A senior Government minister has accused a top mental health advocate of not telling the truth about the state of the country's services.
Mental Health Foundation chief executive Shaun Robinson said on Thursday services for people struggling with their mental health have gone backwards in recent years, despite a massive injection of funding.
"Overall it has got worse, there's no doubt that it's got worse," he told The AM Show. "I think that the Government and the ministry underestimated the size of the problem. Right now today over a million people are struggling with their mental health."
Asked if Robinson was telling the truth, Labour MP David Parker told The AM Show on Friday he was not.
"One of the main problems in the mental health system is that we had acute services, we didn't have services for people with lower levels, but nonetheless real levels, of needs. They're the people who are now getting service that didn't have any services available...
"A lot more people in that situation are getting care than used to."
He said the present Government was the first to "put mental health really [at the centre] of health funding - $400 million being spent over four years, extra".

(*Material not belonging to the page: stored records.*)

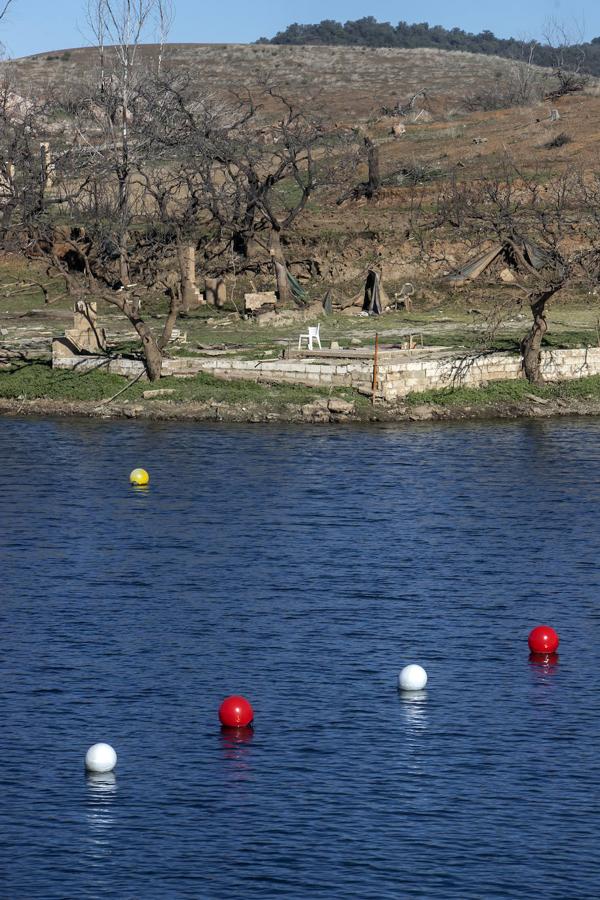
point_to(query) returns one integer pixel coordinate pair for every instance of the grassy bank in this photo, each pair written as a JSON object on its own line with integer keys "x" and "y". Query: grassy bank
{"x": 40, "y": 381}
{"x": 509, "y": 392}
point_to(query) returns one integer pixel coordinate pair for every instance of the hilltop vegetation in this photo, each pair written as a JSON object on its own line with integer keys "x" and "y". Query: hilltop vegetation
{"x": 368, "y": 32}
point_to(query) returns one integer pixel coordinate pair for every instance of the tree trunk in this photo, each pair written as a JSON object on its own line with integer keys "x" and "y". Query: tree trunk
{"x": 374, "y": 182}
{"x": 283, "y": 286}
{"x": 152, "y": 351}
{"x": 152, "y": 354}
{"x": 531, "y": 345}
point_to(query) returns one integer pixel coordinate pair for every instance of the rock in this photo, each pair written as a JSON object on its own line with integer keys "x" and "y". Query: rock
{"x": 133, "y": 411}
{"x": 421, "y": 413}
{"x": 267, "y": 318}
{"x": 316, "y": 411}
{"x": 341, "y": 407}
{"x": 161, "y": 392}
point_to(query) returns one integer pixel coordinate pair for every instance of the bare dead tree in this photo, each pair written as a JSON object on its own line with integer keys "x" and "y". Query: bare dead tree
{"x": 537, "y": 225}
{"x": 258, "y": 170}
{"x": 567, "y": 75}
{"x": 119, "y": 28}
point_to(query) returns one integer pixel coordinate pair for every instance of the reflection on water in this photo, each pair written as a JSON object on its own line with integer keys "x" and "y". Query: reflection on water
{"x": 235, "y": 748}
{"x": 414, "y": 708}
{"x": 544, "y": 665}
{"x": 101, "y": 794}
{"x": 299, "y": 566}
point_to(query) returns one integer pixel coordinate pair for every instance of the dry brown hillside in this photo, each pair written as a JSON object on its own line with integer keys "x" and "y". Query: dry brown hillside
{"x": 345, "y": 81}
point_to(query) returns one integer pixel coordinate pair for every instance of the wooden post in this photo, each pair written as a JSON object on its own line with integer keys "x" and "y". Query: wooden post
{"x": 375, "y": 361}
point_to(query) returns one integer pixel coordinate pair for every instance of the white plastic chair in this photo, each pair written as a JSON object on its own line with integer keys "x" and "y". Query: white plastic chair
{"x": 313, "y": 335}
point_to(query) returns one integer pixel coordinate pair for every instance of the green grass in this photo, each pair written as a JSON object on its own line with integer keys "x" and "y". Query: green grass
{"x": 40, "y": 381}
{"x": 503, "y": 392}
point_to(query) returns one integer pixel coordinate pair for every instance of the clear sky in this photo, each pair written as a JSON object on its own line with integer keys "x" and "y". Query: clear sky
{"x": 33, "y": 26}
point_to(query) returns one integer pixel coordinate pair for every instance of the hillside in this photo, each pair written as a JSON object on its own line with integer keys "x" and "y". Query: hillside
{"x": 368, "y": 32}
{"x": 346, "y": 82}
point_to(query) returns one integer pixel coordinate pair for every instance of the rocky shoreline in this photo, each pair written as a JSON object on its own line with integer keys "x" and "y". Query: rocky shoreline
{"x": 320, "y": 411}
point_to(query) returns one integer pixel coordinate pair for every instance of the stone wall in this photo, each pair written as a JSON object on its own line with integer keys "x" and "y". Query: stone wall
{"x": 408, "y": 373}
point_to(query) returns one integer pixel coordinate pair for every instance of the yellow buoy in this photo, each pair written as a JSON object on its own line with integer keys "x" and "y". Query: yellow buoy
{"x": 139, "y": 477}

The criticism from Robinson came after the release of a much-delayed stocktake of the mental health system which contained less information than prior releases despite covering two years, rather than the usual one. It later emerged officials had clashed over its contents.
"It's either a cock-up or a conspiracy, and either way it doesn't look good," Robinson said.

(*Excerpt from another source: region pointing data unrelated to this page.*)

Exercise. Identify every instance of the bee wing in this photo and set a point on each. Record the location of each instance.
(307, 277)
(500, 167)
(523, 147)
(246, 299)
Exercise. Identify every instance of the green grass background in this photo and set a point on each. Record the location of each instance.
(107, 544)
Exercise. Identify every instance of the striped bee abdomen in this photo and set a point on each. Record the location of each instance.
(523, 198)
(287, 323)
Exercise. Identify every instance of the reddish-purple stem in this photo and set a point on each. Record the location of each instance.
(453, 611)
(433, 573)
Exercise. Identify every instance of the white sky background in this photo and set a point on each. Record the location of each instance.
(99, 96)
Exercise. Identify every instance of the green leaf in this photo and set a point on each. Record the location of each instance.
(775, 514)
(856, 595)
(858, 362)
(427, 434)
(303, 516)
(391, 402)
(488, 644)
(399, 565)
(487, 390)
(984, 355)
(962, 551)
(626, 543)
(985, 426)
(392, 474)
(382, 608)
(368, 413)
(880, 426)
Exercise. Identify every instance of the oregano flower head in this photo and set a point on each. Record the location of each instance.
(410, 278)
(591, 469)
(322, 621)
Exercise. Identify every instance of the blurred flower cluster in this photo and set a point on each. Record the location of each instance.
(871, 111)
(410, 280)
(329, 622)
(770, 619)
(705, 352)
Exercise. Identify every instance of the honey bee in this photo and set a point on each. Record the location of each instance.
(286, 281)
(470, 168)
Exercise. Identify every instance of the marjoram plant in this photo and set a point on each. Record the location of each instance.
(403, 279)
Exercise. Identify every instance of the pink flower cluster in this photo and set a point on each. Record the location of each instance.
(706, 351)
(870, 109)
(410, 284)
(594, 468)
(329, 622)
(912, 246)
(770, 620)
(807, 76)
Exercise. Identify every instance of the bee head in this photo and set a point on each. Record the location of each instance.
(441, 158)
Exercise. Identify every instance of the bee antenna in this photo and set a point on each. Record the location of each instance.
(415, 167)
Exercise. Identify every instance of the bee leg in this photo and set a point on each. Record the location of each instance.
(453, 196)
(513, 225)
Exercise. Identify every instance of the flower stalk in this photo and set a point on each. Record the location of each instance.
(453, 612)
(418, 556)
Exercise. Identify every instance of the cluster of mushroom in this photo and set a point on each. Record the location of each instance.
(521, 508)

Health Minister Andrew Little on Thursday said almost all of the information missing from this year's report is publicly available elsewhere, and the delay was down to the Ministry of Health having to focus on the COVID-19 response.
National MP Simon Bridges, appearing on The AM Show with Parker, said he didn't know if it was a "cock-up".
"But I'd certainly say wilfully, information has been fought over by senior officials in Government to keep it out, and we need the full picture... Things are worse than they were three or four years ago, and I'm not standing here saying they were great back then. It's a real worry."
He said the Government is "more interested in image than actually trying to solve this".
"It's like every other area - it's announcements, it's all this feel-good stuff, but underneath it - whether it's housing or mental health, what needs to happen isn't happening."
Parker said it was happening, even if it wasn't outlined clearly in the report.
"There are more services being delivered to more people year by year, as we ramp up... [we know this] from the statistics that have been released... in other places. If it was a cover-up, it was a pretty poor one."
Documents provided to Stuff on Thursday showed ballooning wait times for mental health care at the district health board level - up from 21 days to 33 on average since Labour was elected in 2017. Some DHBs had average wait times as high as 72 days.
Little blamed a backlog for the increase, saying people who didn't seek care during the COVID-19 lockdown rushed to get help once restrictions were lifted, despite the data only going up to July 2020.
National leader Judith Collins has called for heads to roll at the Ministry of Health over the report, and said she'll be laying a complaint with the Public Services Commissioner.